Saturday, October 09, 2010

digital writing and reading


Jan Swafford argues that we read differently on paper and offers experience with students editing their writing on paper. As the article of his paper states he is arguing "why e-books will never replace real books." I wonder though if advances in touch screens will change this.

Ever since realizing that our cat appears to understand that I interact with an iPad but he seems to have no clue that I'm moving a cursor on the desktop with a mouse, I've wondered if touch screen is significant. Hearing stories of children that take more readily to iPad than desktops furthers this. Maybe what is really significant is that we now have a combination of touch screen and gesture based interfaces that is subtly revolutionary. "Subtly" because it may be the kind of revolution we only notice in retrospect.

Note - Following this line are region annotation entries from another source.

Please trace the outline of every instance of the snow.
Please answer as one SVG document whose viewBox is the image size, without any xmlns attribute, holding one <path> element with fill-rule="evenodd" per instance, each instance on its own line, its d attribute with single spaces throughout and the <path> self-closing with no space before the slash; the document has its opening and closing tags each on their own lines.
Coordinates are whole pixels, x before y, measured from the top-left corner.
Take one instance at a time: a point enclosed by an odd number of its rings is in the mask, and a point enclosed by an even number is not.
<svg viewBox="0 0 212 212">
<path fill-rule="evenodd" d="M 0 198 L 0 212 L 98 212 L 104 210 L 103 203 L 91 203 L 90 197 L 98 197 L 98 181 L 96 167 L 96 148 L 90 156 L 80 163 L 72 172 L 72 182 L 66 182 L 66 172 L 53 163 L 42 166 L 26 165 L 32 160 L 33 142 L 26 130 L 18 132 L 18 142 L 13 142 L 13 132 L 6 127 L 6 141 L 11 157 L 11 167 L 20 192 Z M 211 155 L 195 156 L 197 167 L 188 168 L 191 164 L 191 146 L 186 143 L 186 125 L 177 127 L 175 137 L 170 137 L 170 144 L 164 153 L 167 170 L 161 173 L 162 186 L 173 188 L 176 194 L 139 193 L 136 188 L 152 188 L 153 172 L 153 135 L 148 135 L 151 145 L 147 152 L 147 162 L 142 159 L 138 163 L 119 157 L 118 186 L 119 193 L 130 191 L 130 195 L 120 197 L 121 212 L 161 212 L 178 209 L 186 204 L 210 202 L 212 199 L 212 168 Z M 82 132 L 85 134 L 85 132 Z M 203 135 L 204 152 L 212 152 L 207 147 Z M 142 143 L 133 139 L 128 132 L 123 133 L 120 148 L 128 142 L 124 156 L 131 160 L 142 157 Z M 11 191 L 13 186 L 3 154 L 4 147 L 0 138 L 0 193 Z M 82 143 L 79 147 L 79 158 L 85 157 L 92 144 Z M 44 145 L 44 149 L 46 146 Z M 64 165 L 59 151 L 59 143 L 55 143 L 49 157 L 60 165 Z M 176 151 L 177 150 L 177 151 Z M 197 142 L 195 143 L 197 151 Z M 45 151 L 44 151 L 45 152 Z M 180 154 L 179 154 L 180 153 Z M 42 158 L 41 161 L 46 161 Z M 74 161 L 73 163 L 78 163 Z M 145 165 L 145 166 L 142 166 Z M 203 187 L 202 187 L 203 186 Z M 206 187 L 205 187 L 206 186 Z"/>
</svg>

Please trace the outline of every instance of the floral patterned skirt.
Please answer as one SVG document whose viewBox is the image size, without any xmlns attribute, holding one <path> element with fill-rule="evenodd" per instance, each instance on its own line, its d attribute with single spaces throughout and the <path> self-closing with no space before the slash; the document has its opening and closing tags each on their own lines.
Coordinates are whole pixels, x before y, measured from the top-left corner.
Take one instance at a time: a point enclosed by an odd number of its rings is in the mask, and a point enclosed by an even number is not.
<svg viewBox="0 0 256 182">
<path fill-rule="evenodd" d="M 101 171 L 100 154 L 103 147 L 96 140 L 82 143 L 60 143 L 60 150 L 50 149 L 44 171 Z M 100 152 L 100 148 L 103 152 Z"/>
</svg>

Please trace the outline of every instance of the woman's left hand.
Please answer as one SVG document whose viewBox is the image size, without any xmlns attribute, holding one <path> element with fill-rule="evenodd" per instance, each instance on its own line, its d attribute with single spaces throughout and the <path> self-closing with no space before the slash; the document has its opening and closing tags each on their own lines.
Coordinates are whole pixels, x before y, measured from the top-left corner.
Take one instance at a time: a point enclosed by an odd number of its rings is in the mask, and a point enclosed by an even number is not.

The revolution will come when we are able to edit text with sweeps of the fingers and gestures that seem to hold the text itself it will be more visceral than using a pen or pencil. Currently the experience of writing on paper is more directly connected to the words and letters than typing on a keyboard that makes characters appear elsewhere on a screen. However with advances in gesture input and touch screens (or possibly motion sensors) may bring us an experience that is even more connected to the experience of bring words to the page/screen.

By-the-way, I find the cartoon from Swafford's article funny, so I had to include it.